Une violence qui interroge et inquiète
« A moins d’être des coups organisés pour une finalité politique, ils ont de l’audace ces individus qui défient et les autorités et la loi en plein jour ; s’attaquant ainsi et en plein jour à ce qui symbolise l’Etat ou ce qui en reste encore » s’interroge un opposant. La prison centrale de Makala en mai, celle de Matete et son parquet en juin, la commune de Kalamu et le Siège de l’ANR en juillet… « Des évasions, des morts, des intimidations, fosses communes, des révélations, inflation, c’est ça le décor de l’alternance ? #enough » se demande Olivier Endundo @endundo_olivier sur son compte Twitter. Et Olivier Kamitatu d’ajouter : « 14 juillet sanglant au Marche Central de Kinshasa ! Pas de secours, aucune force de l’ordre ! L’Etat-Kabila absent ! Comme toujours. En favorisant la violence au cœur de Kinshasa, le régime cherche à imposer l’État d’urgence afin de régler ses comptes en silence la nuit ! »
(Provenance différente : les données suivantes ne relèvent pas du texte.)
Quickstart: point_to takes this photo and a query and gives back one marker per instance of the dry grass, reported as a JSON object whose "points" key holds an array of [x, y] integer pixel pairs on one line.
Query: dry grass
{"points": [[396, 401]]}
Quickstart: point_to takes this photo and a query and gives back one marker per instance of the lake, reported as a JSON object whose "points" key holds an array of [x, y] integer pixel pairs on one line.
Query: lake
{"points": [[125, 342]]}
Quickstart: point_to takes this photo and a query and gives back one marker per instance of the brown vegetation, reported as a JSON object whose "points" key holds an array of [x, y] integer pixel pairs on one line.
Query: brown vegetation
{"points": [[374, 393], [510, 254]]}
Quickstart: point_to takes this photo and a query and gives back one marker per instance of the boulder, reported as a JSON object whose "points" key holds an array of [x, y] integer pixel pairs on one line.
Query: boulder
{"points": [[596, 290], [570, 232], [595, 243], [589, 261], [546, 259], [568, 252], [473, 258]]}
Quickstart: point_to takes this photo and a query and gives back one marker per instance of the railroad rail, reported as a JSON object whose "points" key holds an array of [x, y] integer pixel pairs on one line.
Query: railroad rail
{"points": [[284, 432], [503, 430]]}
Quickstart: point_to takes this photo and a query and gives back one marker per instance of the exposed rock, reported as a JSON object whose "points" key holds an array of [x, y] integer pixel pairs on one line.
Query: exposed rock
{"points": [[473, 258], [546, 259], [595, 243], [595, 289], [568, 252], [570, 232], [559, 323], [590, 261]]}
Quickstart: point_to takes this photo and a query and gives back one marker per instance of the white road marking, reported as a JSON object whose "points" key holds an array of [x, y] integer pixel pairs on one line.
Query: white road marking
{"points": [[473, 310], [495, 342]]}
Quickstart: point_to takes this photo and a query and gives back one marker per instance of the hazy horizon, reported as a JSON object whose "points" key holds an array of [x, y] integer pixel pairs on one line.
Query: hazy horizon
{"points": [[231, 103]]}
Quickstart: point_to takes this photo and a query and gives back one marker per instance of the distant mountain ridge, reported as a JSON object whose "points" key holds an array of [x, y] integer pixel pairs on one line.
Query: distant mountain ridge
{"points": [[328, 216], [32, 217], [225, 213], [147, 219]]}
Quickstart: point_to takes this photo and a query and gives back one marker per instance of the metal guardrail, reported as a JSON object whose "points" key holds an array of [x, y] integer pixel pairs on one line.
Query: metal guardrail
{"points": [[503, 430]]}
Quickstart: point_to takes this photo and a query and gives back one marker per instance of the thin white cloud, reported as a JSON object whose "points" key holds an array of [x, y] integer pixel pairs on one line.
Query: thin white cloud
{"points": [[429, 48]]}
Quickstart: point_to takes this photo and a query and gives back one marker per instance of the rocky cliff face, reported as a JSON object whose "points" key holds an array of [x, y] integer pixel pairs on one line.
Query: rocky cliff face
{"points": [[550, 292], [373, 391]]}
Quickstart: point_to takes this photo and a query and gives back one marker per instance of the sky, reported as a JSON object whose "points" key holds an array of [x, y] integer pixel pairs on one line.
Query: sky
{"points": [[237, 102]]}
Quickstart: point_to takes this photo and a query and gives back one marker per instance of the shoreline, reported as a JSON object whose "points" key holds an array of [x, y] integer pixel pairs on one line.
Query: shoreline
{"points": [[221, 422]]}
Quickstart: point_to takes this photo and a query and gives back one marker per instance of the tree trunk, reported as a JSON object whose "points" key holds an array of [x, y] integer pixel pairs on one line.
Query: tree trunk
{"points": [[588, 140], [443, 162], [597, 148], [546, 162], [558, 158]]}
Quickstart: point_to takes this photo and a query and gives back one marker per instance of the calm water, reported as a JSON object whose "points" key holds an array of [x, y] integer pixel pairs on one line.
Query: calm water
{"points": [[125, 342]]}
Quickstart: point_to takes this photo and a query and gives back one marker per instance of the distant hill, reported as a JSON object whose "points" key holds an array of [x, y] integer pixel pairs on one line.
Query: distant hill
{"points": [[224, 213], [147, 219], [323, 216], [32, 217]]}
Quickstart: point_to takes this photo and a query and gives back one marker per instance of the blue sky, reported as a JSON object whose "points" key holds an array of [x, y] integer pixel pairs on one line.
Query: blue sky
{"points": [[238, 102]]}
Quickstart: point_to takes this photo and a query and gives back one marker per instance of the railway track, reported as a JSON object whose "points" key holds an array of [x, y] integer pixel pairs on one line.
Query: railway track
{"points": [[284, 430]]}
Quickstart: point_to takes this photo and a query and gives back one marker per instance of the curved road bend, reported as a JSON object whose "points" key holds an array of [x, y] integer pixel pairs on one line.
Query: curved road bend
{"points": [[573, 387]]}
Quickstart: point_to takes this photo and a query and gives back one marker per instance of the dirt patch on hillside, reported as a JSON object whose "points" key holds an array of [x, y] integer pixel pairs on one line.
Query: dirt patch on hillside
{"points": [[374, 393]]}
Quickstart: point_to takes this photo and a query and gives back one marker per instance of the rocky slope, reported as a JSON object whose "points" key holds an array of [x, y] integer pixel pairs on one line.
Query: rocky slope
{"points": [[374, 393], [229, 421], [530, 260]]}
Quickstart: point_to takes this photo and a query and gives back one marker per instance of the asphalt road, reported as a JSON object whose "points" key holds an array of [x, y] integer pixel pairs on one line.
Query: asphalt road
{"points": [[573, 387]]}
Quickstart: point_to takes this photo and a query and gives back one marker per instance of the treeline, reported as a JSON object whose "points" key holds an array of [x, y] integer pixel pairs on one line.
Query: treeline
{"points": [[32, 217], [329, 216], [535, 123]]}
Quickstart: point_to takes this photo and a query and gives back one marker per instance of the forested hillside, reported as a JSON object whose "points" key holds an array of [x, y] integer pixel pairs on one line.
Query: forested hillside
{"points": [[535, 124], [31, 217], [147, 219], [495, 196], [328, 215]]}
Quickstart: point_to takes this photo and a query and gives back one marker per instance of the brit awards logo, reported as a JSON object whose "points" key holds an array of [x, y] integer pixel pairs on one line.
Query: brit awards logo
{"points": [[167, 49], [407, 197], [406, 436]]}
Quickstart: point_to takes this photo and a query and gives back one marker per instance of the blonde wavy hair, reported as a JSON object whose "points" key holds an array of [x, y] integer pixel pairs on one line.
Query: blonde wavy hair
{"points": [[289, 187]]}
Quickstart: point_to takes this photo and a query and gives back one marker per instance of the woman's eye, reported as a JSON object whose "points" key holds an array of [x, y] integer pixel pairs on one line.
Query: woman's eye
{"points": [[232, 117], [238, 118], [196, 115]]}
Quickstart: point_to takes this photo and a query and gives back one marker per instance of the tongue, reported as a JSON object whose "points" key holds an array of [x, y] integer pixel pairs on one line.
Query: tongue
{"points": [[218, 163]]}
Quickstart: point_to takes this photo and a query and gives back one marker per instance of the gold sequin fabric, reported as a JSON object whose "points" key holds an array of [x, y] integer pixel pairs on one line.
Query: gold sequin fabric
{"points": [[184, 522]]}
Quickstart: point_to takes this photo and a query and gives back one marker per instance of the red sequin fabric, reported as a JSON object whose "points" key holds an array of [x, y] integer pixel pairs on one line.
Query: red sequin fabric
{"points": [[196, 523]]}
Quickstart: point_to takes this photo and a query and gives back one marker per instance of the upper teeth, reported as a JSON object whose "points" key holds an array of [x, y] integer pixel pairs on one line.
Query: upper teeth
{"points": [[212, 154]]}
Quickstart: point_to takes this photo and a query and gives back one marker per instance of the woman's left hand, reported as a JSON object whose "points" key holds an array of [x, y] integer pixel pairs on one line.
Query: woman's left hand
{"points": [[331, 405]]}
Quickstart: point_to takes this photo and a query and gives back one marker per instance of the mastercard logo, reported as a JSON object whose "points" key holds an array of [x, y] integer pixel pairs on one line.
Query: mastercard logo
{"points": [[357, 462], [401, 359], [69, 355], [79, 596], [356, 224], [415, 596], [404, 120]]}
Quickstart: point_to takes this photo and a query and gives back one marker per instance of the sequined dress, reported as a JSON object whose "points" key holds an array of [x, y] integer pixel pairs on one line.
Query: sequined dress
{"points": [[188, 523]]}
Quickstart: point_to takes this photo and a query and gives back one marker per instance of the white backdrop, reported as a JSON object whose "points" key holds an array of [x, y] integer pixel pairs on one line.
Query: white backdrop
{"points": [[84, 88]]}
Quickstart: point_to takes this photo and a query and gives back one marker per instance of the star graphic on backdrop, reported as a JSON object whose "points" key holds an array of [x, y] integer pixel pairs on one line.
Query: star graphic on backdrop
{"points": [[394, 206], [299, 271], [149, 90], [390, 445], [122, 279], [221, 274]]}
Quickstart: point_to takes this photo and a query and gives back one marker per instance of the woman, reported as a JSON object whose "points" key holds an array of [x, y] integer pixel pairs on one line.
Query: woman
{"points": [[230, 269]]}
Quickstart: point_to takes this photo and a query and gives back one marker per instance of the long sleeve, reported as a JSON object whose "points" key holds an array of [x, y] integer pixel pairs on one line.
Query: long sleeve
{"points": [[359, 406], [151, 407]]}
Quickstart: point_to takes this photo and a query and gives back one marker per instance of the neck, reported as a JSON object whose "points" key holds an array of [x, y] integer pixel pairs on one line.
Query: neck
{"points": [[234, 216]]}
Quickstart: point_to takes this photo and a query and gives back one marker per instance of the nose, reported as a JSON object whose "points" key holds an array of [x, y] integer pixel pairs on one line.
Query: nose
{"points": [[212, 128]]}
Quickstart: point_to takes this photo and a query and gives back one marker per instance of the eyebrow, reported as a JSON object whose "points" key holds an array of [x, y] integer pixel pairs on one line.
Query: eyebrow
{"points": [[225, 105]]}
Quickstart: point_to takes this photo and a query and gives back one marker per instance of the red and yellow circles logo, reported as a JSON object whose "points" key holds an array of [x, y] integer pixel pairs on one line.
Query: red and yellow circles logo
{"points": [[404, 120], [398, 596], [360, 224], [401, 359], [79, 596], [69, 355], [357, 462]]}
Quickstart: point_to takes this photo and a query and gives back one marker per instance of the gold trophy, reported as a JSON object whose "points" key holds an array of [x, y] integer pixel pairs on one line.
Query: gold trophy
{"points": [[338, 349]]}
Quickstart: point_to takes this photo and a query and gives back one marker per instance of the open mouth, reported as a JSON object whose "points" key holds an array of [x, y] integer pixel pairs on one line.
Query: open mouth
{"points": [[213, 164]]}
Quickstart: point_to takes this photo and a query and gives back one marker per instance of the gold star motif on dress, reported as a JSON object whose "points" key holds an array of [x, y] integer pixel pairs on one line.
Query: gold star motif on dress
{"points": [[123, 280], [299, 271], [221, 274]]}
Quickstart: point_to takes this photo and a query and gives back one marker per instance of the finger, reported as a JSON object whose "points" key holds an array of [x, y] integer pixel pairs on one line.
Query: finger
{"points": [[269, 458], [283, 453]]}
Un témoignage d’un militaire recueilli par https://afrique.lalibre.be/6047/rdc-lattaque-au-grand-marche-de-kinshasa-annonce-letat-durgence/ est explicite : « Comment expliquer que des gars habillés de la sorte puissent se balader dans Kinshasa alors que des barrages sont érigés sur de nombreuses artères de la ville ? Ce sont des hommes du pouvoir qui sont derrière cette action. Des Bana Mura, comme ceux qui ont été dénoncés au Kasaï. Les bandeaux rouges, signe de ralliement des rebelles, fleurissent désormais partout en RDC. Souvenez-vous, ils sont apparus chez des Maï-Maï. Les adeptes de Gédéon arborent aussi ce type de bandeau. Maintenant, ils sont partout comme si un grand mouvement rebelle se dessinait à travers tout le pays. Je peux vous dire que tout est orchestré par le pouvoir. Ce n’est pas Mwanda Nsemi, ce sont des gars fidèles au pouvoir, trop, c’est trop ».
Le silence des responsables politiques et sécuritaires au pouvoir inquiète. Cette nième attaque n’est-elle pas une prémisse à l’instauration d’un état d’exception (urgence) qui ne dit pas encore son nom au moment où le régime ne semble plus rien contrôler et de plus en plus isolé ? Pour l’instant, en attendant les sources officielles, la situation reste confuse même si la vie a repris dans le quartier du Grand Marché et ses alentours.